Non ci sono grandi segreti dietro al successo delle mie riviste. Determinante è stata la mia volontà di portare avanti questo progetto. Poi ho avuto la fortuna di circondarmi sempre di collaboratori validi tra cui moltissimi giovani. Dall’esperienza con il nostro giornale sono usciti ben 54 ragazzi con il tesserino da pubblicisti. Senza enfatizzare i miei meriti, posso però ammettere di sentirmi un po’ il padre di questi giovani a cui ho insegnato l’arduo mestiere del giornalista. Ed anche di rivendicare una convinta appartenenza al nostro territorio.

Adotta Abitare A

In tempo di crisi come riesce a tenere in piedi una testata, anzi due?

Per fortuna, nonostante la crisi, qualcuno ancora crede nella forza della pubblicità, parliamo di quel 10% che spera in una ripresa futura, e così riusciamo a campicchiare.
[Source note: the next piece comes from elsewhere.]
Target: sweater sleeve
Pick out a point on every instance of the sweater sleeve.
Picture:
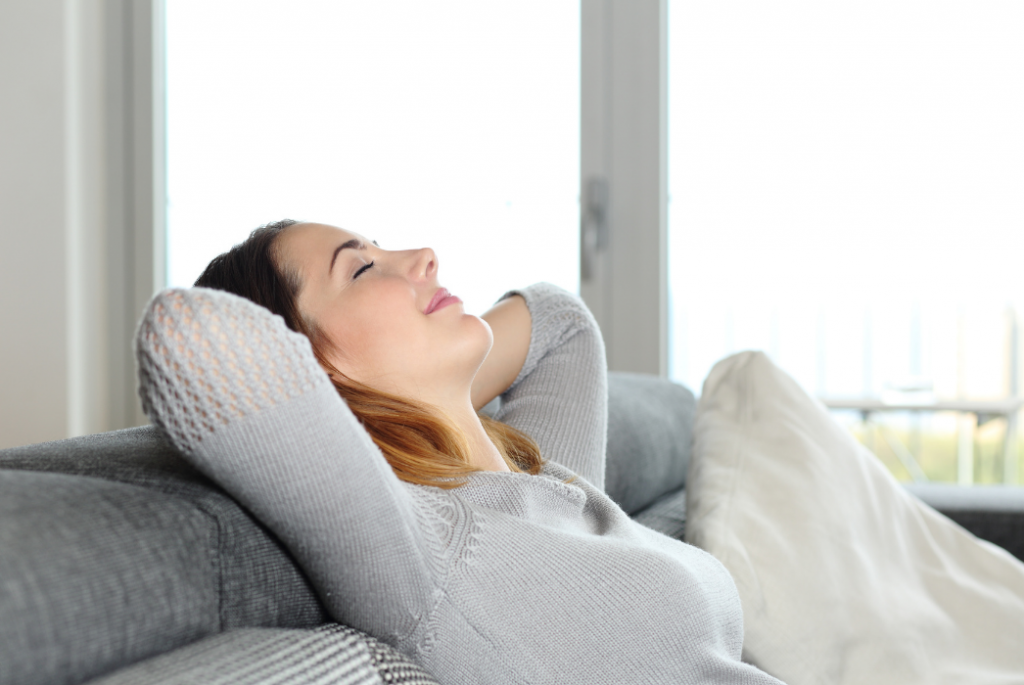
(245, 400)
(560, 397)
Quindi mi sono dovuto adeguare alla situazione lavorando al giornale e partendo da una base di 24 pagine, da ampliare a seconda delle entrate pubblicitarie. Perché come vi è noto noi viviamo autofinanziandoci, come voi, del resto, con la pubblicità. Senza naturalmente scendere a compromessi. Non ho mai chiesto o accettato incentivi da parte di partiti politici, desidero continuare con una comunicazione sana e trasparente. Addirittura ho ricevuto degli attestati di stima da parte di molte amministrazioni per l’indipendenza della mia testata.

Come vedi il futuro dei municipi della Capitale?

Sicuramente con il nuovo progetto di unificare i municipi ci saranno nuovi problemi. Solo il VII conta 150.000 abitanti; quando si andrà ad unificarsi con il VI si raggiungerà un numero di 300 mila abitanti pari ad una città come Firenze, ricevendo risorse finanziare per nulla paragonabili a quelle di Firenze, e per giunta senza avere l’autonomia finanziaria ed il personale di quella città. Perciò mi chiedo, avremo un miglioramento rispetto alla situazione attuale? E saranno in grado gli amministratori municipali di governare e gestire al meglio le scarse risorse economiche che saranno loro trasferite dal Campidoglio? Infine stento sempre di più a credere al politico che porta avanti la sua carriera per passione, ormai ruota tutto intorno al denaro. E le vicende di questi ultimi tempi sono esemplari ed istruttive della decadente china che è stata imboccata.